Santo Antônio da Platina

Servidores reivindicam insalubridade e equipamentos de proteção individual

Profissionais da Saúde garantem manutenção dos serviços, mas estabelece prazo para prefeitura regularizar as demandas 

Servidores se reuniram na tarde desta quinta-feira com o diretor de Saúde, Eliezer Ribeiro
CRÉDITO: Antônio de Picolli

Luiz Guilherme Bannwart


Servidores da Secretaria Municipal de Saúde de Santo Antônio da Platina se reuniram na sede do órgão na tarde de ontem (19), para reivindicar adicional de insalubridade e equipamento de proteção individual (EPI). A categoria alega que a demanda é antiga e que não há retorno do Executivo. Contudo, segundo os servidores, um Decreto Municipal (120/20) assinado na última quarta-feira (18) pelo prefeito em exercício, Francisco Monteiro, concede o direito a três auxiliares de serviços públicos lotadas na prefeitura, fato que inflamou os profissionais da saúde.

“Nós só queremos saber por que nossos direitos são negados, enquanto alguns servidores ligados diretamente à administração são beneficiados.

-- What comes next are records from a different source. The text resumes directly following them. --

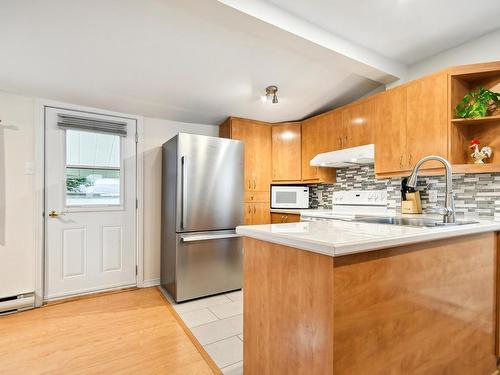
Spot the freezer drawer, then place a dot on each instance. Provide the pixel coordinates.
(207, 263)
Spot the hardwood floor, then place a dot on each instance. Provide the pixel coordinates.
(133, 332)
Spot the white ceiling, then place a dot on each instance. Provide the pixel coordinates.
(185, 60)
(404, 30)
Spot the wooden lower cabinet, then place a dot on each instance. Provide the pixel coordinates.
(278, 218)
(427, 308)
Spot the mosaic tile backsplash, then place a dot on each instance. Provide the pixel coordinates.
(477, 194)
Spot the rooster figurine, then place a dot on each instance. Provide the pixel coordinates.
(479, 154)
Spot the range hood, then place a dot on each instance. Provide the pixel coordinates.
(347, 157)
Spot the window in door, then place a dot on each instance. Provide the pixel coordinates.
(93, 169)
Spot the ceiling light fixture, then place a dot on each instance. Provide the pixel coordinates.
(272, 94)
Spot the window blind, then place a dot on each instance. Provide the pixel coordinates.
(73, 122)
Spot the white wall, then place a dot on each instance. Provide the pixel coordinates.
(156, 132)
(482, 49)
(17, 195)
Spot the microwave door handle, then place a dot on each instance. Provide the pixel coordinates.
(183, 191)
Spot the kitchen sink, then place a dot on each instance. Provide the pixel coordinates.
(410, 221)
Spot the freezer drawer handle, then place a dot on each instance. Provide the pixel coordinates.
(208, 237)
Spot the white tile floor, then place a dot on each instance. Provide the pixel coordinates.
(217, 323)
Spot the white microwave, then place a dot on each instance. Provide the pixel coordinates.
(287, 196)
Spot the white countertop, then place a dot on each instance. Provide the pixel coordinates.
(336, 238)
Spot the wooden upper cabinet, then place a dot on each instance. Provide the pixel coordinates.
(426, 120)
(256, 137)
(317, 135)
(286, 150)
(358, 123)
(390, 131)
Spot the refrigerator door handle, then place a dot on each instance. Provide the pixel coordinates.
(207, 237)
(184, 191)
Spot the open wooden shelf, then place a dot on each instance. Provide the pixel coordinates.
(476, 121)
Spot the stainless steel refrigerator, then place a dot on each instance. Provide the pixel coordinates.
(202, 203)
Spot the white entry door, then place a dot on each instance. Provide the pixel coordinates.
(90, 202)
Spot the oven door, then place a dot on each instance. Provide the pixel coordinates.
(289, 197)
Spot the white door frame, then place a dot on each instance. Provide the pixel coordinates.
(40, 105)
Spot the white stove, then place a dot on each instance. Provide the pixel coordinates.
(351, 204)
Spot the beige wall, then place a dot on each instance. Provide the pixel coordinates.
(156, 132)
(17, 195)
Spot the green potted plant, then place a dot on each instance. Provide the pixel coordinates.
(478, 103)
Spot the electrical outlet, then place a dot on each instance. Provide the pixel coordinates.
(432, 196)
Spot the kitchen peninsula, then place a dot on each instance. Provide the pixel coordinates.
(352, 298)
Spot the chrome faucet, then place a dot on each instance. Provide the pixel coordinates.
(448, 211)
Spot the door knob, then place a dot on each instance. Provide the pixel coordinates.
(56, 214)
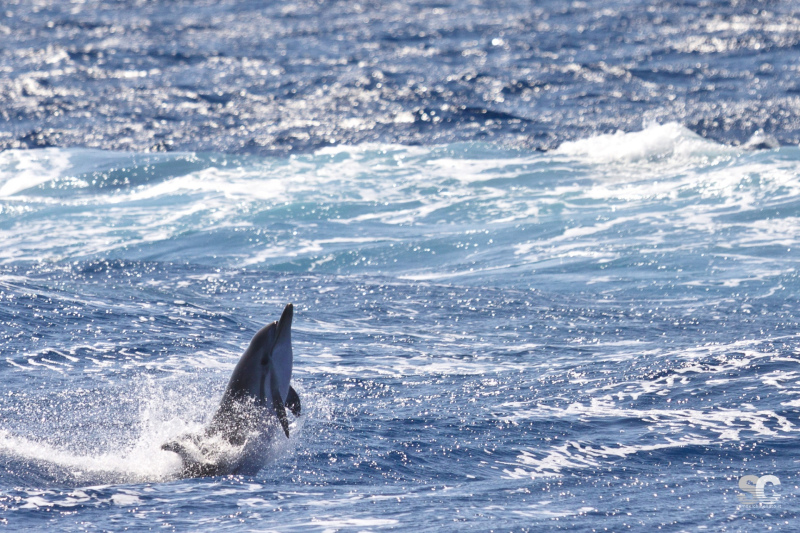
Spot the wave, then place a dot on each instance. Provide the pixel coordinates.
(464, 212)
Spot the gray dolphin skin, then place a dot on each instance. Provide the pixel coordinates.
(252, 412)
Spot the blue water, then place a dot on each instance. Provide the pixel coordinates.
(510, 318)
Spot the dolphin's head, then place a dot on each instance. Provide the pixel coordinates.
(266, 366)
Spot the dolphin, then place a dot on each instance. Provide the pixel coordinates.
(252, 412)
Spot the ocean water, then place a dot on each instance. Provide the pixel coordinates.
(543, 261)
(600, 336)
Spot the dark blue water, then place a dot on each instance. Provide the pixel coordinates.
(487, 336)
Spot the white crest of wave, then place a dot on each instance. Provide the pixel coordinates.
(24, 169)
(144, 462)
(654, 142)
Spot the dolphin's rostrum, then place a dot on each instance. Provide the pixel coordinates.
(252, 410)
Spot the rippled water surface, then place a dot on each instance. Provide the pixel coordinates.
(601, 335)
(507, 316)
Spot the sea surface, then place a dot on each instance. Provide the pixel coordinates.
(568, 303)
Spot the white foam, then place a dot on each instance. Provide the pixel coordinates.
(654, 142)
(21, 170)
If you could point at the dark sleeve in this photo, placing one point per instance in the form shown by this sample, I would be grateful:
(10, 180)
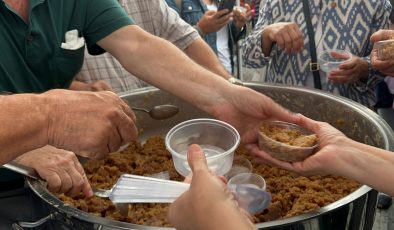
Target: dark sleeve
(172, 4)
(392, 16)
(103, 17)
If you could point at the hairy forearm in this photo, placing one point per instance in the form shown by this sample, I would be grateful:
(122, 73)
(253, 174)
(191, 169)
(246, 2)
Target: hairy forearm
(201, 53)
(160, 63)
(24, 124)
(366, 164)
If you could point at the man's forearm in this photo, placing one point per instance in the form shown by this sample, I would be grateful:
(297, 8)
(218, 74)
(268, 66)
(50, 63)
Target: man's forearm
(160, 63)
(24, 124)
(200, 52)
(363, 162)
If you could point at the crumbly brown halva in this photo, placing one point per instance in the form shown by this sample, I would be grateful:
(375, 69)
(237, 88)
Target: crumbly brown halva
(291, 194)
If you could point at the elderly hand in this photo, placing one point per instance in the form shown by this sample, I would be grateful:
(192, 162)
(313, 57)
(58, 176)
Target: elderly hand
(287, 36)
(59, 168)
(245, 109)
(241, 18)
(350, 71)
(213, 21)
(207, 204)
(91, 124)
(384, 66)
(331, 142)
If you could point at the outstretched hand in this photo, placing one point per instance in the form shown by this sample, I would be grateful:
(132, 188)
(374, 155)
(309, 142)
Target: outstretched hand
(246, 109)
(59, 168)
(208, 204)
(330, 141)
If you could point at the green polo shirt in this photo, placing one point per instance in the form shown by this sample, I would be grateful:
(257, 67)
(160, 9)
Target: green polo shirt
(32, 59)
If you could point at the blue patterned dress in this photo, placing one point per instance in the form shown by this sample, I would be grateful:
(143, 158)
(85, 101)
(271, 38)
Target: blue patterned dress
(348, 26)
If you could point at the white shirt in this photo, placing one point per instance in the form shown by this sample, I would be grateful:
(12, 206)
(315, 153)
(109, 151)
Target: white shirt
(157, 18)
(222, 38)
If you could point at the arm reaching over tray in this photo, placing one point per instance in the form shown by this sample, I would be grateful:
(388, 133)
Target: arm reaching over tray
(207, 204)
(89, 124)
(342, 156)
(59, 168)
(242, 107)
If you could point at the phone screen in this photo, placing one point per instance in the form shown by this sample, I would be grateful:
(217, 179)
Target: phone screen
(226, 4)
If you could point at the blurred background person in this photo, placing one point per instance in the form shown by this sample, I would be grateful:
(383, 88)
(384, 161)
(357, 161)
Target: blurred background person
(104, 72)
(220, 29)
(280, 40)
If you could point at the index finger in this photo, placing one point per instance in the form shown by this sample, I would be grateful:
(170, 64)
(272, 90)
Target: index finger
(221, 13)
(196, 158)
(382, 35)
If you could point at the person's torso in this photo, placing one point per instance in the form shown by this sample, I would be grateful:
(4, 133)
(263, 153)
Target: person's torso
(345, 25)
(222, 44)
(33, 59)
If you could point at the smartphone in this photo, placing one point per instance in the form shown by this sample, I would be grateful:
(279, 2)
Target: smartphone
(226, 4)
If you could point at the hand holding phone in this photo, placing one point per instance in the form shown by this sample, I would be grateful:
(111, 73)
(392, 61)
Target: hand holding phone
(226, 4)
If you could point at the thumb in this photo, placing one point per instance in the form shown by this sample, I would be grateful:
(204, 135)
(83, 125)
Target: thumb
(210, 12)
(340, 55)
(307, 123)
(382, 35)
(196, 158)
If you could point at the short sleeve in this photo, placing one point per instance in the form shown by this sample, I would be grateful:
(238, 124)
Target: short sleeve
(103, 17)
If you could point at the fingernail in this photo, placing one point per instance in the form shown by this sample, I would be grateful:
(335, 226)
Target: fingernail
(90, 193)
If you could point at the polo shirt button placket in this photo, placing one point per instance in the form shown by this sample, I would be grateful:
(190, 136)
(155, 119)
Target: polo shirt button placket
(30, 38)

Estamos desde o início desta gestão sem respostas da administração municipal”, disse um dos servidores ligado à Secretaria Municipal de Saúde que pediu anonimato, justificando que existe uma circular que os impede de dar entrevistas à imprensa. 

Conforme apurou a reportagem, no início da gestão do prefeito José da Silva Coelho Neto (PHS), foi realizado novo Laudo das Condições Técnicas do Ambiente do Trabalho (LTCAT) pela Medicina do Trabalho, que resultou no corte do adicional de insalubridade a algumas categorias. Desde então os servidores reivindicam novo laudo, com base na avaliação técnica de um perito contratado pelos profissionais da saúde. 

Segundo os servidores, o Laudo das Condições Técnicas do Ambiente de Trabalho tem validade de dois anos e está vencido desde 2019. “É uma reivindicação longa, porém, em razão da epidemia de dengue no município e a pandemia global de coronavírus os riscos à saúde dos profissionais que atuam nesta frente aumentam substancialmente e estamos apenas lutando por nossos direitos”, complementa o servidor ouvido pela reportagem. 

EPIs

Ainda de acordo com os servidores, faltam equipamentos de proteção individual (EPI) para os Agentes Comunitários de Saúde e Agentes de Combates de Endemias. “Faltam EPIs de uso comum como: botas, uniformes e máscaras para aplicação de inseticidas, pois algumas já estão com o prazo de validade vencido. A prefeitura alegou que estava com dificuldade em realizar as licitações, mas por conta do cenário atual do coronavírus os municípios poderão adquirir equipamentos, medicamentos e insumos por meio de dispensa de licitação, esperamos que isso realmente ocorra”, concluiu o mesmo servidor entrevistado.

Outro lado 

Representantes do Laboratório Municipal, Farmácia Municipal, Postos e Unidades Básicas de Saúde, Agentes de Saúde e Endemias e do Centro de Odontologia foram recebidos pelo diretor municipal de Saúde, Eliezer de Freitas Ribeiro, que se comprometeu em discutir as demandas dos servidores junto à Administração Municipal. Uma nova reunião deve acontecer até o fim da próxima semana para estabelecer um possível acordo. Também ficou definido que não haverá paralização da categoria em razão dos direitos requeridos pelos servidores.